A Very Helpful Exception

This is important. Your bankruptcy trustee has the power, under many circumstances, to require someone you gave a gift to within the two years before filing bankruptcy to return the gift, not to you but to the trustee for distribution to your creditors. Imagine a friend, relative, your church, or other charity being ordered to return whatever money or goods you donated! Instead of your good intentions being realized, that money is used to pay the debts you’d hoped to write off.

Our last three blog posts discussed fraudulent transfers, including innocent ones. Generally, giving away something and get nothing, and do so while you’re insolvent (owe more than you own), that’s a fraudulent transfer.  The trustee can force the recipient to return the gift, but not if the gift qualifies for the charitable contributions exception.

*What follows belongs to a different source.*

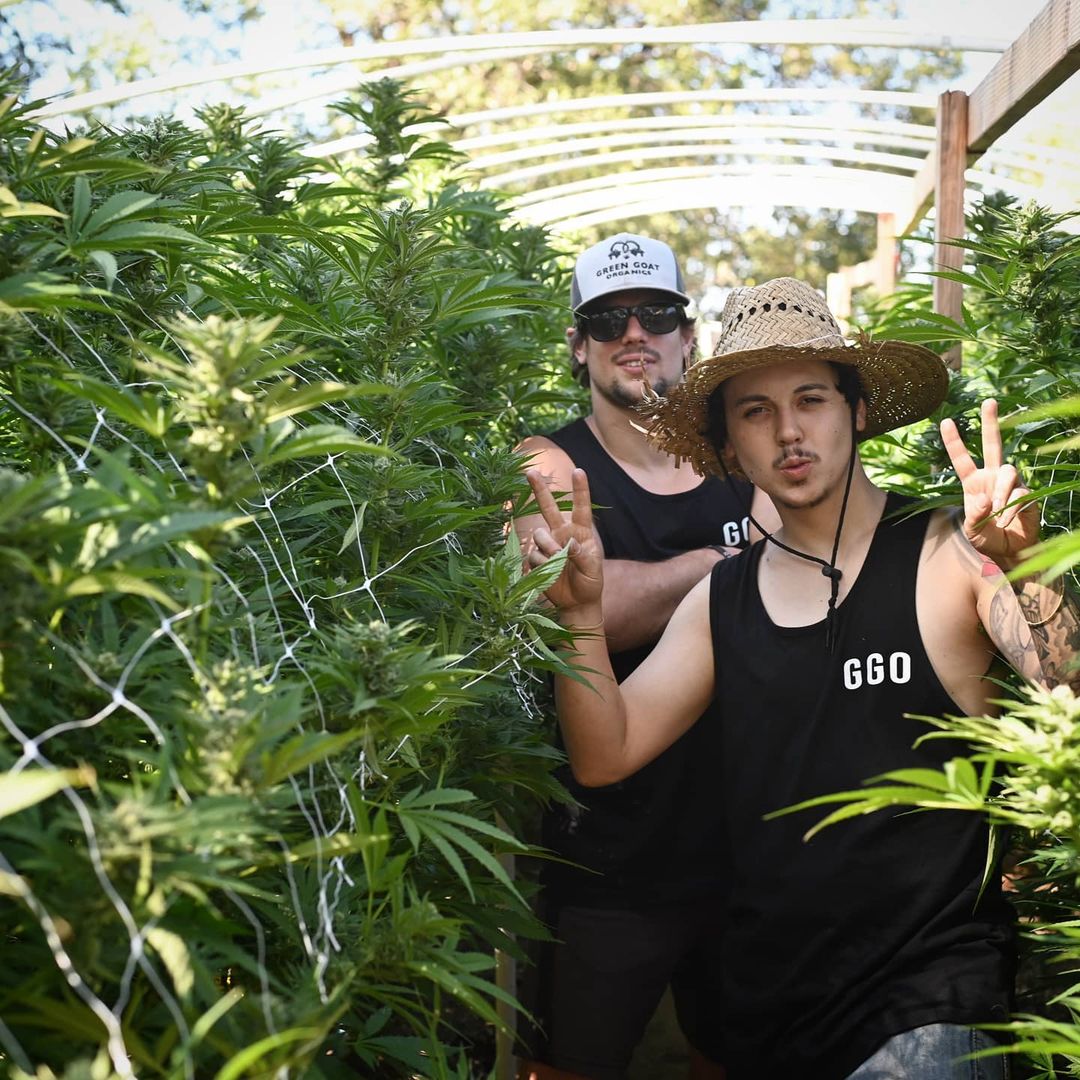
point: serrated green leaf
(321, 440)
(28, 787)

The Elements of the Exception

To qualify for this exception the gift must:

  • consist of cash or financial instruments (stocks, bonds, options, and such)
  • be made by a “natural person”
  • be given to a “qualified religious or charitable entity or organization” under certain provisions of the Internal Revenue Code
  • either be not more than 15% of the debtor’s gross annual income during the year of the gift(s), OR, if more than that, “the transfer was consistent with the practices of the debtor in making charitable contributions.”

See Section 548, subsections (a)(2) and (d)(3) and (4) of the Bankruptcy Code.

These elements are mostly self-explanatory but are worthy a bit more explanation.

Cash and Gifts

When you think of donating assets, you may not immediately think of cash contributions. But cash or money in your checking account are certainly assets. They can be the stuff of a fraudulent transfer like any other asset. So cash contributions need to fit this exception to prevent the bankruptcy trustee from going after them.

The Statement of Financial Affairs is one of the main documents you and your bankruptcy lawyer prepare and file. Its question 13 asks: “Within 2 years before you filed for bankruptcy, did you give any gifts with a total value of more than $600 per person?” Its question 14 asks the same about “gifts or contributions” “to any charity?” If you answer “yes” to either one you need to provide details like the recipient’s or charity’s name and address, what and when you gave, and the value. So, cash and gifts are fully covered.

Natural Persons

This charitable contributions exception only applies to people, not to corporations or other business entities.

However, if you own a sole proprietorship that is not a separate legal entity and can’t file its own bankruptcy. Your business and personal debts and assets are all together, not legally distinct. So, the business’ charitable contributions are effectively contributions by you, a qualifying natural person.

Qualified Religious or Charitable Organization

Money given to help support a friend or a relative, one to whom you owe no legal obligation of support, does not qualify.

Nevertheless, frankly, practicalities may very well prevent a trustee from bothering to pursue such a friend or relative. The person may be very difficult to collect from if the money is gone and he or she is insolvent. A trustee has to seriously consider what it would cost to collect the money and the risk of never collecting. Often the money is not worth pursuing.

15% or “Consistent with the Practices of the Debtor”

Relatively few people in financial trouble have been lately donating anywhere close to 15% of their gross annual income to charity.  And even in the rare circumstances when they do donate more, those donations still qualify if making such donations reflected the debtor’s charitable giving practices.  Except in very unusual circumstances would this element disqualify any charitable donations from the exception.


Most payments in cash and financial instruments to genuine charitable organizations will not be fraudulent transfers. However, if you’ve made any significant charitable contributions in the last two years, review them carefully with your bankruptcy lawyer. Given the very awkward consequences if they don’t qualify for the exception, you want to make sure.